Use soil sample test results taken within the last three years as the basis for nutrient management decisions.
This year, as fertiliser prices reach record levels, it has never been as important to ensure we are making the best use of fertilisers and slurry on our farms. There are a number of steps we can take to control and reduce the impact of high fertiliser prices inside our farm gate. Here we look at some tips to reduce fertiliser costs.
Use soil sample test results taken within the last three years as the basis for nutrient management decisions. If recent soil sample results are not available take soil samples now and send for analysis. Consult your advisor to prepare a fertiliser plan for your farm based on the soil sample test results. Use the results to match the correct fertiliser products and application rates to your soil nutrient needs and make significant savings where soil test results indicate index 4 soils and that no further nutrients are required.
Lime is the key component of soil fertility and should be applied when soil pH is low. Lime increases nutrient utilisation from fertilisers and organic manures and will also help release additional mineralised N and P from soil reserves. Apply lime year round on grazing ground and after the 2nd cut on silage ground.

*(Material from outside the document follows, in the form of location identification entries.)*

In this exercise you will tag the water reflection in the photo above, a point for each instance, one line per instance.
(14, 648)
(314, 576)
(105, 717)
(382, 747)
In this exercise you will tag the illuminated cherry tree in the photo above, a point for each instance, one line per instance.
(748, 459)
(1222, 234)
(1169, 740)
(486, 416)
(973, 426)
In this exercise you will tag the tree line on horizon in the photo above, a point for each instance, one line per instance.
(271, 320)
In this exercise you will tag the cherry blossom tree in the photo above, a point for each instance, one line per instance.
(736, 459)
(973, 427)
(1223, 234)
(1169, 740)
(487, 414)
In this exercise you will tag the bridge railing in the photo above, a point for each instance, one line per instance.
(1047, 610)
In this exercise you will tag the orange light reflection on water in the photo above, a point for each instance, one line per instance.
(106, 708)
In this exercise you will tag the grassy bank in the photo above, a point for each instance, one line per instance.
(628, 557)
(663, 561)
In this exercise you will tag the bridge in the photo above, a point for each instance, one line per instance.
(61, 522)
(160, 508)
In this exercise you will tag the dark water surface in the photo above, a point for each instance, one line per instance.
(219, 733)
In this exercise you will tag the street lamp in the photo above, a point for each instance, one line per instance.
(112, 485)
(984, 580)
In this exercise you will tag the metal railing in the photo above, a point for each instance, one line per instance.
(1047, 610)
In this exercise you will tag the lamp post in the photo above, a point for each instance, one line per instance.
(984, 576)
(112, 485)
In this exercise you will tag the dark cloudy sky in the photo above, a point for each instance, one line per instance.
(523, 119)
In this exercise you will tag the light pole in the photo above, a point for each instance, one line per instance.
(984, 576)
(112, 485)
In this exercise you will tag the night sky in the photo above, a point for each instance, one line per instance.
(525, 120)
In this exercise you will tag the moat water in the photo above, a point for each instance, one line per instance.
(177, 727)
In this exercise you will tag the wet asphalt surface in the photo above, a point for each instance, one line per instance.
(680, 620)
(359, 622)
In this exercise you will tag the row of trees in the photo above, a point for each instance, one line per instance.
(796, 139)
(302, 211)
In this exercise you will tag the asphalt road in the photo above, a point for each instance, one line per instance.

Slurry is a valuable nutrient source and targeting slurry applications to fields with the highest P and K requirement will help save money on the farm. Silage fields typically have the highest nutrient requirement and cattle slurry can be used to deliver sufficient P and K to silage ground. Apply at a rate of 2,500 gals/acre, this will supply 23 units of nitrogen/acre. Use low emission slurry spreading methods to increase the N utilisation from slurry.
This is no year to address soil fertility deficits by using chemical compound fertilisers. The main areas to prioritise for chemical P and K application this year should be silage ground that has been identified as having low P and K status and will struggle to produce a satisfactory yield without the chemical P and K in addition to what has been supplied by slurry.
Know your silage needs so you can plan the area required to close for silage and budget fertiliser requirements.
Teagasc advise that a small reduction (from 46 units N/acre to 40 units N/acre) in March chemical N application rates should not substantially reduce grass growth. Such a reduction can reduce annual chemical N by 3% according to Teagasc. Teagasc also advise a reduction in summer N application rates on highly stocked farms to 25 kg N/ha (20 units N/acre).
Complete a budget outlining the type and quantity of fertiliser used in 2021 and a budget for 2022. It will identify where costs will be for the year ahead and put a focus on identifying where savings can be made. Try and reduce the level of nitrogen applied to 80 or 85% of the normal annual requirement. However, there are a number of important factors to keep in mind to ensure animal performance is not compromised as a result. Firstly, match grass supply with demand, there is no point in growing excess grass this year. Prioritise nitrogen applications to the swards that will deliver the best response. These are typically reseeded swards or swards with a high perennial ryegrass content growing on soils with an adequate pH and P and K index. Maintain regular fertiliser applications and reduce the amount of N in each application rather than eliminating applications.
With the higher cost of growing grass, more focus should be placed on keeping the farm stocking rate under control. Underperforming animals that lower the profitability of the system may need to be culled or sold. If extra grass is grown this can be removed as baled silage which will be very valuable next winter.